Tell the food cops to stay home
I’m convinced that it is just a matter of time until Thanksgiving is banned. If not the holiday itself, I foresee the food we traditionally associate with that grand event being denied us.
I predict the day will come when we will see a Surgeon General’s warning on giblet gravy and pumpkin pie.
The dedication of scientific researchers, along with advancements in the medical arts, has greatly increased our life spans. Unfortunately, the health nannies are working overtime to see that all pleasure is removed from our added days, especially where something good to eat is concerned.
In times past, my mother, who scuffled all day in the cotton mill, nevertheless cooked a great supper. The best of these heavenly meals consisted of fried oil sausages, homemade hot buttered biscuits made with lard, ribbon cane syrup, grits, red-eye gravy and eggs scrambled in hoop cheese, wedges of hoop cheese. Excuse me while I enjoy this gustatory flashback. Mmmm, boy!
Today’s doctors would probably refuse to treat a patient who ate like this. If someone’s blood test showed traces of lard, gravy and hoop cheese, the proper authorities would no doubt be notified; and that disgusting person placed in dietary rehab; so they could be confined in a strait-jacket when they went into cholesterol withdrawal.

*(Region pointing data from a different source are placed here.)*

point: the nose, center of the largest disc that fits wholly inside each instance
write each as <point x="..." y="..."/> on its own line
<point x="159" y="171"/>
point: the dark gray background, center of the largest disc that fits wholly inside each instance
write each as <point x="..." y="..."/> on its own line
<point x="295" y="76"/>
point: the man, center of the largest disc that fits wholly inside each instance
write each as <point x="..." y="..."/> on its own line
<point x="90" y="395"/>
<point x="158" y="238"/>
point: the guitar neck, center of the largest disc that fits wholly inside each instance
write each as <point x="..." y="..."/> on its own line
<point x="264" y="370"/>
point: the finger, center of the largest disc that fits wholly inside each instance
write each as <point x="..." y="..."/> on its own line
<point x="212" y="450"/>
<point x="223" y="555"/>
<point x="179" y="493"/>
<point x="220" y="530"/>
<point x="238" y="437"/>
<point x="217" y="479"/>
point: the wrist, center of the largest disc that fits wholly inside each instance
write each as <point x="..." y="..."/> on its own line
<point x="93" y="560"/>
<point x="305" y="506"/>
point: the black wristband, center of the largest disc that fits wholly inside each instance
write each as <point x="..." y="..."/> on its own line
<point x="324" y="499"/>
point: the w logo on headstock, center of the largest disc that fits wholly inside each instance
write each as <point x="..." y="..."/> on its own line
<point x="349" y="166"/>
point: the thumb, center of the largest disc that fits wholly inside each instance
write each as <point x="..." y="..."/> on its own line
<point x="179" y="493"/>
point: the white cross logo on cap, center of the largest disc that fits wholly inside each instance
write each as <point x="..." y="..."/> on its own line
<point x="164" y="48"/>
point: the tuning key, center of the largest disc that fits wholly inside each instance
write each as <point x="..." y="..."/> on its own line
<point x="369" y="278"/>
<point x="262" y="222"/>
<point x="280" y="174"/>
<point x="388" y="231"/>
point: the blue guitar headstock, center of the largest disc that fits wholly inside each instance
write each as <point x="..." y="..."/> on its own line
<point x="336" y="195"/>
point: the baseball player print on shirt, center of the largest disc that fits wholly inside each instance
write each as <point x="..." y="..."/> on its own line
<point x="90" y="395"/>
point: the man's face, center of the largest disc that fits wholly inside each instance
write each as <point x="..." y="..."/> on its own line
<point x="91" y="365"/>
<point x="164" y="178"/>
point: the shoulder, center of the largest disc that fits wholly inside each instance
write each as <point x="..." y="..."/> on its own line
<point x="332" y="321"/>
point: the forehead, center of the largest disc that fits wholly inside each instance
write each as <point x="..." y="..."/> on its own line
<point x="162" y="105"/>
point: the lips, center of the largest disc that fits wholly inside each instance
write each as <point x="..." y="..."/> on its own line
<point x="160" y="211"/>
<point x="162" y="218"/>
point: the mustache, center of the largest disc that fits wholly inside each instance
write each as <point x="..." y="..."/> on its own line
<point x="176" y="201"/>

In the past few years there have been dire warnings and a steady campaign to deny us any morsel of food that might actually taste good — candy, cakes, barbecue, fried chicken, hamburgers, hot dogs, french fries and most drastic of all — sausage and pork chops.
(I recently attended a birthday party where the brainwashed hostess offered me a diabetic cupcake. After taking one bite, I asked her if it would be all right if I just ate one of the birthday balloons and a colored napkin; or some of the candles.)
A while back I happened to see an Auburn professor promoting his cookbook featuring recipes for kudzu. You read that right — kudzu. It is obvious what they’re up to with this stuff; they don’t want us to eat decent food anymore — they want us to start grazing like the sheep we are.
Many health fanatics are upset because Alabama is tied at second place with Tennessee for having the fattest folks in the United States; second behind the perpetual winner, Mississippi, the Magnolia State.
(There is no truth to the ugly rumor that Mississippi is changing its name to the Magnolia with a Side of Fries and Ice Cream State.)
Believe it or not, there was actually a time when it was fashionable and medically approved to be fat. I have in my possession an old ad for a once popular patent medicine, Grove’s Chill Tonic, which promised “to make children and adults as fat as pigs.”
Being fat was a deep yearning many had in those more sane times. In that vanished golden age, people were so desirous of getting fat, Mr. Grove made a fortune off wannabe tubbies. Fat was where it was at.
Ah, those were the days. If a pharmacy sold Grove’s Chill Tonic today, the Drug Task Force would probably raid the establishment and drag them away in cuffs; for contributing to the delinquency of a fatso.
I advise that everybody stand their ground and enjoy the food during the upcoming holidays. You never know when the food Nazis will replace ham, turkey and dressing with a head of lettuce, a stalk of celery and some green plums. And the pies and cakes with, God forbid, kudzu casserole.
Eat hearty, and clean your plate. Let tomorrow take care of itself. If the Lord was worried about our weight, he wouldn’t have invented elastic-waist pants.
J.L. Strickland is a freelance writer from Valley, Ala.